News

Panel approves co-locations despite outpouring of protest

Bruce Cotler
UFT Vice President for Elementary Schools Karen Alford speaks at the PEP hearing Bruce Cotler

UFT Vice President for Elementary Schools Karen Alford told the panel, "We want all children to be winners, but you have created a system with winners and losers."

Despite an outpouring of protest from district school parents, teachers and students, the city’s Panel for Educational Policy on June 27 voted to move forward with all 18 of the charter school co-locations before it.

The protestors chanted spiritedly “Integrate, don’t segregate” as the proceedings got under way at Prospect Heights HS.

The hearing, which many teachers and parents labeled a “sham,” came hot on the heels of a pro-charter school rally called earlier in the day outside the UFT’s Manhattan headquarters by Success Charter Network CEO Eva Moskowitz. The former councilmember and her supporters want the UFT and the NAACP to drop the lawsuit they filed jointly with others in May to prevent school closings and inequitable charter co-locations.

The 18 co-locations approved at the meeting had previously been voted on by the panel but were reintroduced at the June 27 meeting with amendments in an attempt to address building utilization issues raised in the lawsuit.

UFT Vice President for Elementary Schools Karen Alford called on the members of the panel to visit the district schools before they co-locate or expand charter schools inside their buildings to ascertain whether there is, in fact, sufficient space.

“We want all children to be winners,” Alford told the panelists. “But you have created a system with winners and losers.”

Also speaking before the panel, Khem Irby, a newly elected member of District 13’s Community Education Council, warned that a co-location at PS 368 will have devastating effects on that school’s autistic students.

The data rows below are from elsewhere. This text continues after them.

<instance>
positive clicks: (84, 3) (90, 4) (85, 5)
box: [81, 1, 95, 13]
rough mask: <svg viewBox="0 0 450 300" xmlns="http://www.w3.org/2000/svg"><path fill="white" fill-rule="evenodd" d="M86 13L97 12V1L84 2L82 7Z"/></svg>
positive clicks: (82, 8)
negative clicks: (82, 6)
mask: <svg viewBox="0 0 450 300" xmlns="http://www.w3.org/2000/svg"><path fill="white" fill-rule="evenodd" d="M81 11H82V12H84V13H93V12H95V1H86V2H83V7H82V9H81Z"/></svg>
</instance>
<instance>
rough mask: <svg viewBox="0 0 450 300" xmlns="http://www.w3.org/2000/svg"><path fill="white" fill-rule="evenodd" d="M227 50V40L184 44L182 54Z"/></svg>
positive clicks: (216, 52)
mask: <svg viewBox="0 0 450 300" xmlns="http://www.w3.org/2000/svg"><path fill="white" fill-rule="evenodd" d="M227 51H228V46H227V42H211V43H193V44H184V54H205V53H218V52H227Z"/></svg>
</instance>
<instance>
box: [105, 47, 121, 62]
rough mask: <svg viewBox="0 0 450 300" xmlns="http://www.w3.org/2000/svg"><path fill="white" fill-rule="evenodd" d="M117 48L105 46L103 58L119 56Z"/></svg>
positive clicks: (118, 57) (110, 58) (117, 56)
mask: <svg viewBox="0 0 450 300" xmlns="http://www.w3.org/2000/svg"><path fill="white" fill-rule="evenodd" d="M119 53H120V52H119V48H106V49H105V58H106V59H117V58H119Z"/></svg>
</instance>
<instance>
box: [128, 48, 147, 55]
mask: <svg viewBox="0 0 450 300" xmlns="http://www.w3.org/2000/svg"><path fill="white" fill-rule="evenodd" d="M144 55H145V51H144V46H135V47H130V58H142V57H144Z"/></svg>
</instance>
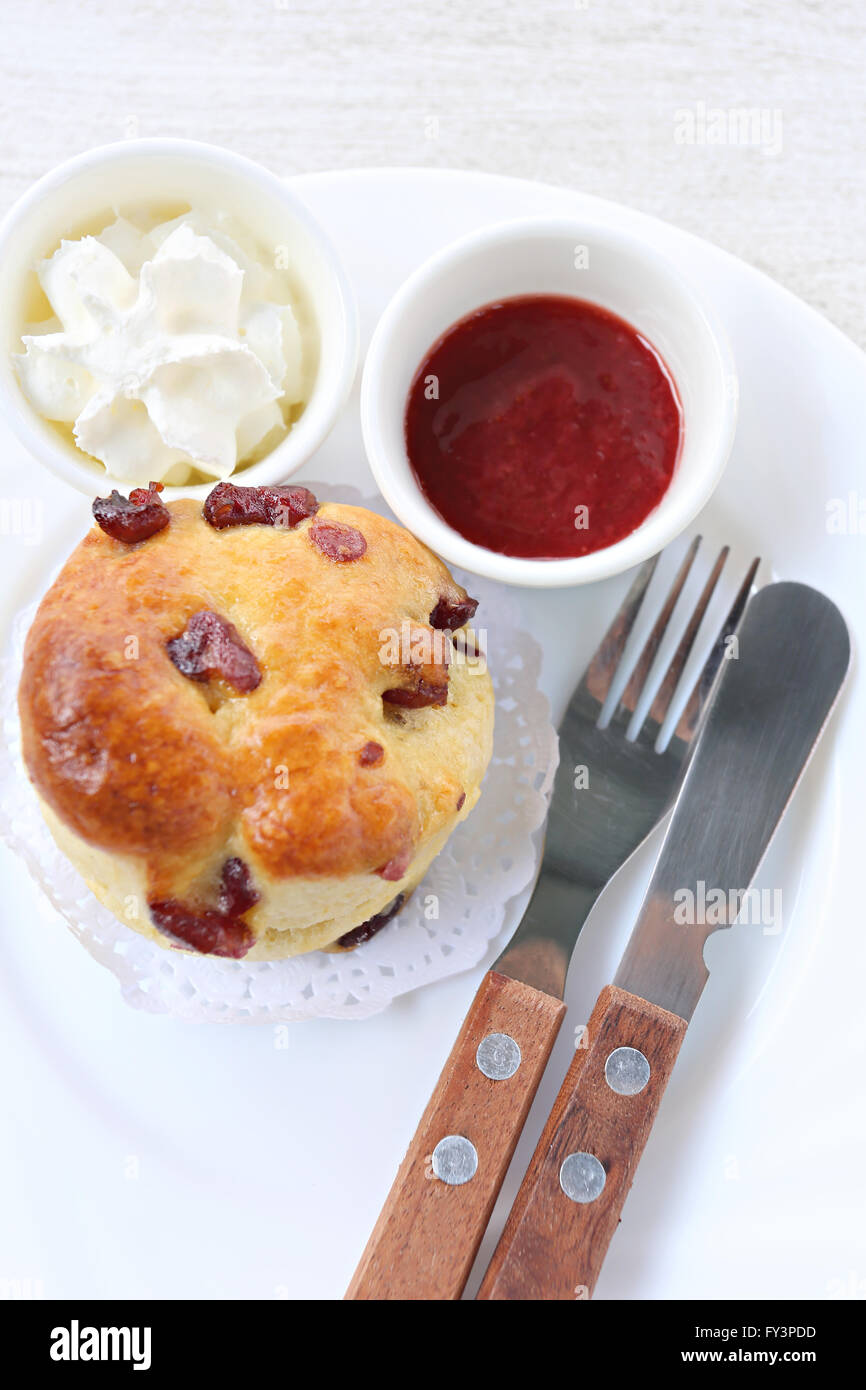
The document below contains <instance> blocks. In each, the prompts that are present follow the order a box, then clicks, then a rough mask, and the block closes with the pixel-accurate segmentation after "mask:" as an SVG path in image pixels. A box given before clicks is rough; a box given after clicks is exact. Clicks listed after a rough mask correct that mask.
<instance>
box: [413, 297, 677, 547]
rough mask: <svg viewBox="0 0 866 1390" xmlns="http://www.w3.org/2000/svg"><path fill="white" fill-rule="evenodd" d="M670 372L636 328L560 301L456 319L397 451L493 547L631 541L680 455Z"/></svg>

“Why are all of our meetings about co-locations and not education?” Irby asked, expressing the thoughts of many in the audience.

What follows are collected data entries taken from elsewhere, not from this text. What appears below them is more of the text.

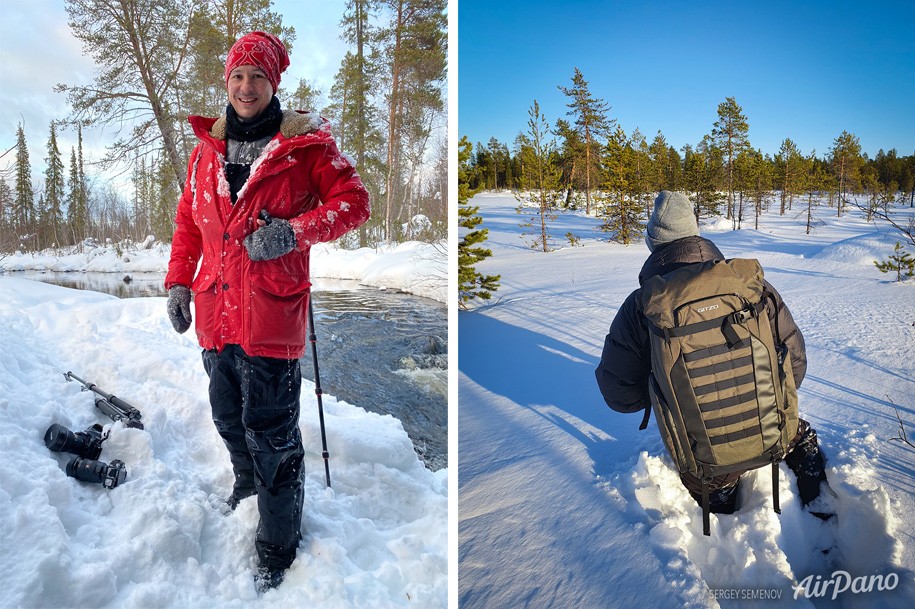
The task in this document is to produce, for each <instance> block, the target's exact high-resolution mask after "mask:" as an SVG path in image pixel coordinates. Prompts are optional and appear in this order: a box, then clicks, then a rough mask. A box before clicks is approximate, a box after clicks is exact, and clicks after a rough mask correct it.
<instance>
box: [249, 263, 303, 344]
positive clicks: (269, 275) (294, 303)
mask: <svg viewBox="0 0 915 609" xmlns="http://www.w3.org/2000/svg"><path fill="white" fill-rule="evenodd" d="M310 287H311V283H310V282H309V281H308V280H307V279H306V278H305V276H303V275H287V274H282V275H277V274H273V273H263V272H261V273H256V272H252V273H251V301H250V319H251V344H252V346H255V347H260V348H263V349H269V350H271V351H274V352H276V351H280V352H282V351H289V352H292V351H300V350H301V349H302V348H303V347H304V345H305V332H306V328H307V319H308V295H309V288H310ZM290 357H292V356H290Z"/></svg>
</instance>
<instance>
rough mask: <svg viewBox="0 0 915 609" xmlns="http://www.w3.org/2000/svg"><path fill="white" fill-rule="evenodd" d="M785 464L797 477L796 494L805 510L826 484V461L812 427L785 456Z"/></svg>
mask: <svg viewBox="0 0 915 609" xmlns="http://www.w3.org/2000/svg"><path fill="white" fill-rule="evenodd" d="M785 463H786V464H787V465H788V467H789V468H791V471H793V472H794V475H795V476H797V492H798V495H799V496H800V499H801V503H802V504H803V505H804V507H805V508H806V507H807V506H808V505H810V504H811V503H812V502H813V501H814V500H815V499H816V498H817V497H819V496H820V487H821V486H822V484H823V483H824V482H826V459H825V458H824V457H823V452H822V451H821V450H820V445H819V443H818V442H817V434H816V431H814V430H813V428H812V427H808V428H807V429H806V430H805V432H804V434H803V436H802V437H801V439H800V440H799V441H798V442H797V444H796V445H795V446H794V448H793V449H792V450H791V452H790V453H788V455H787V456H785Z"/></svg>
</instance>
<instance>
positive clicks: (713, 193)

Another parent, Noah Gotbaum, the outspoken president of Community Education Council for District 3, decried the cramped conditions in the schools in his Manhattan school district, which has the highest concentration of co-located schools in the city and country.

“If you want community input, you’ve got it,” Gotbaum said, before listing the many prominent individuals and groups in District 3 opposed to more co-locations there. Every elected official from the Upper West Side and Harlem, at all levels of government, is opposed to the proposed co-location of Success Academy 8 on the Brandeis campus, he said.

“Do your job. Protect our kids,” Gotbaum challenged the panel.

Mary Jackson, a 5th-grade teacher at PS/IS 308 in Canarsie, Brooklyn, said she has 31 students in her class crammed into a small classroom with only one closet for them to share. There is only one book for every two children, she said.

“Can you imagine what that does to the mindset of the children?” Jackson asked. “They try to cope, but it’s a struggle.”

The city wants to co-locate the Teaching Firms of America charter school inside the already overcrowded school next September.

Jackson said she wasn’t surprised that the panel voted to move forward with all of the co-locations before them.

“I do not feel that they are listening to us,” she said. “They’re just going through the motions. But I don’t want to give up the fight.”